NTT Research, Inc., a division of NTT, today announced that a research scientist in its Physics & Informatics (PHI) Lab, Dr. Hidenori Tanaka, was the lead author on a technical paper that advances basic understanding of biological neural networks in the brain through artificial neural networks. Titled “From deep learning to mechanistic understanding in neuroscience: the structure of retinal prediction,” the paper was presented at NeurIPS 2019, a leading machine-learning, artificial intelligence (AI) and computational neuroscience conference, and published in Advances in Neural Information Processing Systems 32 (NIPS 2019). Work on the paper originated at Stanford University, academic home of the paper’s six authors when the research was performed. At the time, a post-doctoral fellow and visiting scholar at Stanford University, Dr. Tanaka joined NTT Research in December 2019. The underlying research aligns with the PHI Lab’s mission to rethink the computer by drawing inspirations from computational principles of neural networks in the brain.
Research on the paper began through collaboration between the labs of Stanford University Professors Surya Ganguli and Stephen Baccus, two of the paper’s co-authors. Dr. Ganguli, one of four Stanford professors who are lead investigators on collaborative projects with the NTT Research PHI Lab, is an associate professor in the Department of Applied Physics. Dr. Baccus is a professor in the Department of Neurobiology. Co-authors Niru Maheswaranathan, Lane McIntosh and Aran Nayebi were in the Stanford Neurosciences Ph.D. program when the work was performed. Drawing upon previous work on deep learning models of the retinal responses to natural scenes by the co-authors, this NeurIPS paper addressed the fundamental question in modern computational neuroscience of whether successful deep learning models were “simply replacing one complex system (a biological circuit) with another (a deep network), without understanding either.” By combining ideas from theoretical physics and interpretable machine learning, the authors developed a new way to perform model reduction of artificial neural networks that are trained to mimic the experimentally recorded neural response of the retina to natural scenes. The underlying computational mechanisms were consistent with prior scientific literature, thus placing these neuroscientific models on firmer theoretical foundations.
“Because we are working on such a long-range, cross-disciplinary frontier, the work last year by Dr. Tanaka and his colleagues at Stanford is still fresh; moreover, it is particularly relevant to our continued exploration of the space between neuroscience and quantum information science, as the framework presents a new way to extract computational principles from the brain,” said PHI Lab Director Dr. Yoshihisa Yamamoto. “Establishing a solid foundation for neural network models is an important breakthrough, and we look forward to seeing how the research community, our university research partners, Dr. Tanaka and our PHI Lab build upon these insights and advance this work further.”
To better ground the framework of deep networks as neuroscientific models, the authors of this paper combine modern attribution methods and dimensionality reduction for determining the relative importance of interneurons for specific visual computations. This work analyzes the deep-learning models that were previously shown to reproduce four types of cell responses in the salamander retina: omitted stimulus response (OSR), latency coding, motion reversal response and motion anticipation. The application of the developed model reduction scheme results in simplified, subnetwork models that are consistent with prior mechanistic models, with experimental support in three of the four response types. In the case of OSR, the analysis yields a new mechanistic model and hypothesis that redresses previous inadequacies. In all, the research shows that in the case of the retina, complex models derived from machine learning can not only replicate sensory responses but also generate valid hypotheses about computational mechanisms in the brain.

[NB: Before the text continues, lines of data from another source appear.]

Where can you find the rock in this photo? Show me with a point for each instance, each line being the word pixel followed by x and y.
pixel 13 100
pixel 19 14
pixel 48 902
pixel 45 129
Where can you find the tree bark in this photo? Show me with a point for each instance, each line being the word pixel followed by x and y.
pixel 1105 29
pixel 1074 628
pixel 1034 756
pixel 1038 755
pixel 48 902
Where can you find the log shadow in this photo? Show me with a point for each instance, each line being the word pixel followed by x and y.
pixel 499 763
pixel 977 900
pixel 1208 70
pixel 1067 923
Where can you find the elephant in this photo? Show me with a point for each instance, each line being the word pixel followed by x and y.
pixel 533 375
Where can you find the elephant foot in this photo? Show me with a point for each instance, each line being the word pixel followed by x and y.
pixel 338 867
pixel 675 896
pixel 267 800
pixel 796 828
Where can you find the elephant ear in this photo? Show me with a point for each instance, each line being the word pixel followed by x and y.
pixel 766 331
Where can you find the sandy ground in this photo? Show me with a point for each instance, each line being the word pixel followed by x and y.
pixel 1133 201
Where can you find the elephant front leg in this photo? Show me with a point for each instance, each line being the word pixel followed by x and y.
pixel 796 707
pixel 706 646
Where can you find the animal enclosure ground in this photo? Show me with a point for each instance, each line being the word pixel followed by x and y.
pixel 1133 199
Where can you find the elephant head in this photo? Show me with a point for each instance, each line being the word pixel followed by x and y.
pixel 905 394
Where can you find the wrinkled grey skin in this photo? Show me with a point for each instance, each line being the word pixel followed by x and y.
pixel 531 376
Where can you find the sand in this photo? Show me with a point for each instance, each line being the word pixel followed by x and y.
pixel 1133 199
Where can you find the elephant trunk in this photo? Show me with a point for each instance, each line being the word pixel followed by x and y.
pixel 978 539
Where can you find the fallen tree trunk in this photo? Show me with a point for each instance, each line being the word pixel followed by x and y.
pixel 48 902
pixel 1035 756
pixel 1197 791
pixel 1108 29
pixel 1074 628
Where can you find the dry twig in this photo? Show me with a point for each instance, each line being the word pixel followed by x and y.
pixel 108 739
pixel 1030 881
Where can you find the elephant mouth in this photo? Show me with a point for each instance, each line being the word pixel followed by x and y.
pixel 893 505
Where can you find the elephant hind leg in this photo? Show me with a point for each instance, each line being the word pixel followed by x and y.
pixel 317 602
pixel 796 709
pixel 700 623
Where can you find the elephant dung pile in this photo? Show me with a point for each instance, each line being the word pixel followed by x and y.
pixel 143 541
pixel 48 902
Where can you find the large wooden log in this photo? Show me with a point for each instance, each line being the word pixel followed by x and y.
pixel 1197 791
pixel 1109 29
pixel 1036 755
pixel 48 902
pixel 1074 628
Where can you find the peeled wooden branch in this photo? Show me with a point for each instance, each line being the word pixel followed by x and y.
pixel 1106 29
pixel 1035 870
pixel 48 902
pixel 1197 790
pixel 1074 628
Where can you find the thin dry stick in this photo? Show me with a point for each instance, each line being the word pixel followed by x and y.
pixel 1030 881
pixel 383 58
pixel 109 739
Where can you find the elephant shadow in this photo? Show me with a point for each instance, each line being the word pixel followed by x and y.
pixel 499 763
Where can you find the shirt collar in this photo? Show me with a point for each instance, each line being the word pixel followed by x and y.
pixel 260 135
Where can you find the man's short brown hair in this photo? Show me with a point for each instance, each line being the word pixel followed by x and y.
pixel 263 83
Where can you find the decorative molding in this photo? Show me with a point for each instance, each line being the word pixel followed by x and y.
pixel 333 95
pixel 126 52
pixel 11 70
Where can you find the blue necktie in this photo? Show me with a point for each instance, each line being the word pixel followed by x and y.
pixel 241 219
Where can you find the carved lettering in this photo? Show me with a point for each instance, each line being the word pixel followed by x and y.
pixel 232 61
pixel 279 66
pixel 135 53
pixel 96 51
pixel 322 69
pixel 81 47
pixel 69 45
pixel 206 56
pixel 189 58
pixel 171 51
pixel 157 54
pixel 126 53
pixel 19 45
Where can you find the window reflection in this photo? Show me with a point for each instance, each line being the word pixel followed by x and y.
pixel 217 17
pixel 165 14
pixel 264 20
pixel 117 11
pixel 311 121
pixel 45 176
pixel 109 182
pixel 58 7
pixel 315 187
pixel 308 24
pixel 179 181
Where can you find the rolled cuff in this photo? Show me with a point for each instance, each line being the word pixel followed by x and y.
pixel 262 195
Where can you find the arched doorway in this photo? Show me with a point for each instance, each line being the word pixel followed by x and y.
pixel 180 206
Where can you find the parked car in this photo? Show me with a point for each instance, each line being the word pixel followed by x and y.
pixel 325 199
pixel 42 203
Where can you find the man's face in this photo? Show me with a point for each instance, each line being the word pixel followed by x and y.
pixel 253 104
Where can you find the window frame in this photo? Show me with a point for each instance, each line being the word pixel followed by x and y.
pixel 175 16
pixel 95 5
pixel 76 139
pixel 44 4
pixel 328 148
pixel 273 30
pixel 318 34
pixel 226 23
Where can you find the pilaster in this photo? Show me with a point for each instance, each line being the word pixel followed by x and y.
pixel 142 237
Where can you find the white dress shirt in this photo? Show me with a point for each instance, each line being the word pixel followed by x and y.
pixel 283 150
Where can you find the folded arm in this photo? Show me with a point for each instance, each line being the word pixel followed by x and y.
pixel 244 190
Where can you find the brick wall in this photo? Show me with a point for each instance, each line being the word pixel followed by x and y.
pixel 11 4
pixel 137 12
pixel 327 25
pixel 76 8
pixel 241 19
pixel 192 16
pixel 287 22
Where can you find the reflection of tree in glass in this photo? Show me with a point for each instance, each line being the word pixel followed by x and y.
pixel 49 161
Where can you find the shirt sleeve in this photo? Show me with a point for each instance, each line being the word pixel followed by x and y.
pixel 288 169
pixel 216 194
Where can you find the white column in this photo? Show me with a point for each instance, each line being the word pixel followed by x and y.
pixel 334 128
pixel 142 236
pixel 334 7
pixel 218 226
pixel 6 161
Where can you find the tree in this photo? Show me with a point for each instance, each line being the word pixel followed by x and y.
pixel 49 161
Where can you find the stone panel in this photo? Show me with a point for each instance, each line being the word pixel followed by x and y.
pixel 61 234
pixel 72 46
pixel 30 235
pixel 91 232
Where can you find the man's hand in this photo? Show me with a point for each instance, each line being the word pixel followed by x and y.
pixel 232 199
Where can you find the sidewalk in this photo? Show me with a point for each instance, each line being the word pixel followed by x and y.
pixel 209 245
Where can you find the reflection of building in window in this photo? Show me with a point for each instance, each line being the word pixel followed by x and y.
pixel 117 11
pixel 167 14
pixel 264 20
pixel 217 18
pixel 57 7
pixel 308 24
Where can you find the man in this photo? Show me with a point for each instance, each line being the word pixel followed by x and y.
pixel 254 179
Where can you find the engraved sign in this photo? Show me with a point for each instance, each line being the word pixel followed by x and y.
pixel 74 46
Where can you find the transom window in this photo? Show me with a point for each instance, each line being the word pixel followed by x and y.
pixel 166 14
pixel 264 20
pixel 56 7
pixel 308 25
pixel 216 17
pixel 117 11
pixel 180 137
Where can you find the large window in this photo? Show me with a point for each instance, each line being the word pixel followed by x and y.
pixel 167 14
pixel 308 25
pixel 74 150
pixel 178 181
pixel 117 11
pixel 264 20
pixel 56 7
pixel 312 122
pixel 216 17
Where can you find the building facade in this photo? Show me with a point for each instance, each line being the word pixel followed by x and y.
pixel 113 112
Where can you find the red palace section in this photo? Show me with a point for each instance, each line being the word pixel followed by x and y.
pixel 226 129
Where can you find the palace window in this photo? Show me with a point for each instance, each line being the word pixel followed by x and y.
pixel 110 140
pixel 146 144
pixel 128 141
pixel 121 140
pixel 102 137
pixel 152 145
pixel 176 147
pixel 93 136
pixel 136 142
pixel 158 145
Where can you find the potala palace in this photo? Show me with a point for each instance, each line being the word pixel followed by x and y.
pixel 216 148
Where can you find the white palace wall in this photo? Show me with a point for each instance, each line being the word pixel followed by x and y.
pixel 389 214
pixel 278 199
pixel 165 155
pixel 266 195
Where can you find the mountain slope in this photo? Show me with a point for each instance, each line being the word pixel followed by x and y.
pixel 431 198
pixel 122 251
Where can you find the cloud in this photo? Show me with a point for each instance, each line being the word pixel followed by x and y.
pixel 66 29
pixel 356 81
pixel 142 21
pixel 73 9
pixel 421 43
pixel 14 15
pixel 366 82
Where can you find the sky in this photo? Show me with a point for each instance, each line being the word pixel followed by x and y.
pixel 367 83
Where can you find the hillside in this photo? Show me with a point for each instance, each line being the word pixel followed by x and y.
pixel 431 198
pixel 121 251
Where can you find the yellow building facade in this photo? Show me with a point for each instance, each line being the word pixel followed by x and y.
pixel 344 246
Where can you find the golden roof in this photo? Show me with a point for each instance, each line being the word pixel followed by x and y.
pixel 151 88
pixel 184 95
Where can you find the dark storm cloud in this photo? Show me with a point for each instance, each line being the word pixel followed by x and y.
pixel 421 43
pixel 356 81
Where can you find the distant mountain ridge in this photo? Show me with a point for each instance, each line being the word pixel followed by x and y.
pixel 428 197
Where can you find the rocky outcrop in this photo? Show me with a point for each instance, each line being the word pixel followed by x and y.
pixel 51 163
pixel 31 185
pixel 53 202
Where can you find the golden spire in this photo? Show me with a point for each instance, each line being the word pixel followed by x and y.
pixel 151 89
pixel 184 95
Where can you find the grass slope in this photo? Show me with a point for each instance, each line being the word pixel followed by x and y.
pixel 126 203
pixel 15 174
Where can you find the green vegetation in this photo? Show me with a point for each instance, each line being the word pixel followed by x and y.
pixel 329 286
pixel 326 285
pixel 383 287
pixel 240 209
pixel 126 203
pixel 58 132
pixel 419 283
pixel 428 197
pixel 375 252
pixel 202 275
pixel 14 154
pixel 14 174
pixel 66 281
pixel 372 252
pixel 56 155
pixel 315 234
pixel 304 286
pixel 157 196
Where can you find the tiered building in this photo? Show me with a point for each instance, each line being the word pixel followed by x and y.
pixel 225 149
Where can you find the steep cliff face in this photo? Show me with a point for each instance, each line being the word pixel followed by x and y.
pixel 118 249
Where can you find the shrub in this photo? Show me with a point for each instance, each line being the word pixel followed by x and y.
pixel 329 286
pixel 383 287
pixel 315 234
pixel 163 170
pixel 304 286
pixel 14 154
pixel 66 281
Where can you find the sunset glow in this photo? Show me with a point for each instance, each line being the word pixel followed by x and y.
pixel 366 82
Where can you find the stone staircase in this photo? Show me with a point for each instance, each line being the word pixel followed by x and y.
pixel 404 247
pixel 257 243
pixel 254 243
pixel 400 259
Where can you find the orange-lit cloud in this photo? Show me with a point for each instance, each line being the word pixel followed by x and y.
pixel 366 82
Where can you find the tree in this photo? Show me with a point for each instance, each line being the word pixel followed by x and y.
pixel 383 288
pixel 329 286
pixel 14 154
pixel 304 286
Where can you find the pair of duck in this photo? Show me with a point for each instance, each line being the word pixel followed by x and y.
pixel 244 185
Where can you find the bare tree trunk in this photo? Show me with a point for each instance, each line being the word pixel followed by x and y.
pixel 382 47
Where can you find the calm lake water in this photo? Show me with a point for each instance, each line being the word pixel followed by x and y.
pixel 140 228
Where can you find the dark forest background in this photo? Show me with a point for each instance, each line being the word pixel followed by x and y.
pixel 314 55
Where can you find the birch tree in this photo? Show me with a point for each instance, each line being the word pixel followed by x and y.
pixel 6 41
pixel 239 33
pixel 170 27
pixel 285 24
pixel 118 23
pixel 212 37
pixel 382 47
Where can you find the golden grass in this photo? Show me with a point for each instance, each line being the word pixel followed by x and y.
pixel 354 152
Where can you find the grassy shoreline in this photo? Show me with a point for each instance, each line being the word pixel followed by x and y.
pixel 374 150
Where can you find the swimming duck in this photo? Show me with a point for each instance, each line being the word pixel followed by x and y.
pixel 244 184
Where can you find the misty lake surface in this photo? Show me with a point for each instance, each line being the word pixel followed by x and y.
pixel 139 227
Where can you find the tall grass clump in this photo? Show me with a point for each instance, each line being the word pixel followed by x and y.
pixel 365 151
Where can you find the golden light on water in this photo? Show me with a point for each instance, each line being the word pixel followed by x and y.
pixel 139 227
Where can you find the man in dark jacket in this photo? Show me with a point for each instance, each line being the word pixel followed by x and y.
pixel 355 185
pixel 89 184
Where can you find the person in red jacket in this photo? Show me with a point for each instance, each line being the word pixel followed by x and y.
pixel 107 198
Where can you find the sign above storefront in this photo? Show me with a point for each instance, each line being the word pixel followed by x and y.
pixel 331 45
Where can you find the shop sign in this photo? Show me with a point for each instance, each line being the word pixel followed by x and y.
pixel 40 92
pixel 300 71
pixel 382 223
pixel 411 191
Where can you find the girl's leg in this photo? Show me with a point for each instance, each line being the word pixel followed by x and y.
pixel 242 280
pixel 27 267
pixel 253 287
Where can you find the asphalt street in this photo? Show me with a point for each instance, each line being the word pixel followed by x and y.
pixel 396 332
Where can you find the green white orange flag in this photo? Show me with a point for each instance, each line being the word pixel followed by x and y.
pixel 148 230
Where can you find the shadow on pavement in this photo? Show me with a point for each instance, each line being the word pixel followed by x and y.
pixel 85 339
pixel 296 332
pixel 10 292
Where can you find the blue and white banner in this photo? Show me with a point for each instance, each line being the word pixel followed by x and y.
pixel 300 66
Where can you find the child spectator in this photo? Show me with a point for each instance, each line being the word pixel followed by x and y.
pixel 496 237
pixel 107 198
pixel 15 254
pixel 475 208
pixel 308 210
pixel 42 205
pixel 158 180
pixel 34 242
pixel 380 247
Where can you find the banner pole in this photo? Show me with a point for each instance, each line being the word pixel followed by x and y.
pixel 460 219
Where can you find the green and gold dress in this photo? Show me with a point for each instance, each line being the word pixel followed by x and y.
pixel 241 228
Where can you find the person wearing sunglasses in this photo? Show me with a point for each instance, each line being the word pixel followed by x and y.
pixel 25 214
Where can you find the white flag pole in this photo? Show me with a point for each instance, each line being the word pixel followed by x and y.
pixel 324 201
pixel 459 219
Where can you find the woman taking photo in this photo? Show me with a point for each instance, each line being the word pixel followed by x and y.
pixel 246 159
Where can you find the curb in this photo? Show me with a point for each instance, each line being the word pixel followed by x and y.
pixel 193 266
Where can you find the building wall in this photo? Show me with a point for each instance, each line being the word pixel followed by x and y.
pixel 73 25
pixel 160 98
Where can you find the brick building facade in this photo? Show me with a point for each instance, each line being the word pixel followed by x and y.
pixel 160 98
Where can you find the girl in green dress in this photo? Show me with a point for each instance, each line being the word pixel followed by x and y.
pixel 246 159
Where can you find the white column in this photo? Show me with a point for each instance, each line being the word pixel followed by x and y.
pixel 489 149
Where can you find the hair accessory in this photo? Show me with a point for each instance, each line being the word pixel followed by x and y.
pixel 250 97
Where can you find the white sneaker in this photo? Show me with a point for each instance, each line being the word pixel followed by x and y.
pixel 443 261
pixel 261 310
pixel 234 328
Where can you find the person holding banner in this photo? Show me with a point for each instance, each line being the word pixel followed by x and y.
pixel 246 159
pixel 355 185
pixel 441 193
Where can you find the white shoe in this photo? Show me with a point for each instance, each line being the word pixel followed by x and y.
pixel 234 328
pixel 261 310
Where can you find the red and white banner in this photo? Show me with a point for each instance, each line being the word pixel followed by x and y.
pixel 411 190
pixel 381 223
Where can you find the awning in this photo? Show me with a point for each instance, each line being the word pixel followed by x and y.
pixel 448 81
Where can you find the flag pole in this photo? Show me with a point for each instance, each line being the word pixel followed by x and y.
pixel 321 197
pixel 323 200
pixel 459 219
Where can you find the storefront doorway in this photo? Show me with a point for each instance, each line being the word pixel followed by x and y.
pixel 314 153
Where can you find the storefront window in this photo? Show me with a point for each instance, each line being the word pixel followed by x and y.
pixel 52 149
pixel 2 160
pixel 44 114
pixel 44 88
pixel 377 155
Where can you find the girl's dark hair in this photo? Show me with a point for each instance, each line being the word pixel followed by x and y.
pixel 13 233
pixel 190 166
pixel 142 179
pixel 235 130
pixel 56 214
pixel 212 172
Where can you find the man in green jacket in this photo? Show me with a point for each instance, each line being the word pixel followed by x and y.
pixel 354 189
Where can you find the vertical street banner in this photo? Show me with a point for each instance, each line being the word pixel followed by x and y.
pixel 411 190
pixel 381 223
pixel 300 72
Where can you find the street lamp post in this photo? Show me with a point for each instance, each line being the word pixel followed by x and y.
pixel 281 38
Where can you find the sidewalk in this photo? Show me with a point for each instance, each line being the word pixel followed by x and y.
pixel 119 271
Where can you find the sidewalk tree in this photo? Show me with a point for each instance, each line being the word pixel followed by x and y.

“Unlike natural systems that physicists usually deal with, our brain is notoriously complicated and sometimes rejects simple mathematical models,” said Dr. Tanaka. “Our paper suggests that we can model the complex brain with complex artificial neural networks, perform model-reduction on those networks and gain intuition and understanding of how the brain operates.”
Dr. Tanaka’s theoretical pursuit in reducing the complexity of artificial neural networks not only advances our scientific understanding of the brain, but also provides engineering solutions to save time, memory and energy in training and deploying deep neural networks. His current research proposes a new pruning algorithm, SynFlow (Iterative Synaptic Flow Pruning), which challenges the existing paradigm that data must be used to quantify which synapses are important. Whereas last year’s paper sought to understand the brain by performing model reduction on the biological neural networks, the new work from this year aims to make deep learning more powerful and efficient by removing parameters from artificial neural networks.
This research plays a role in the PHI Lab’s broader mission to apply fundamental principles of intelligent systems, including our brain, in radically re-designing artificial computers, both classical and quantum. To advance that goal, the PHI Lab has established joint research agreements not only with Stanford but also five additional universities, one government agency and quantum computing software company. The other universities are California Institute of Technology (Caltech), Cornell University, Massachusetts Institute of Technology (MIT), Swinburne University of Technology and the University of Michigan. The government entity is NASA Ames Research Center in Silicon Valley, and the private company is 1Qbit. Taken together, these agreements span research in the fields of quantum physics, brain science and optical technology.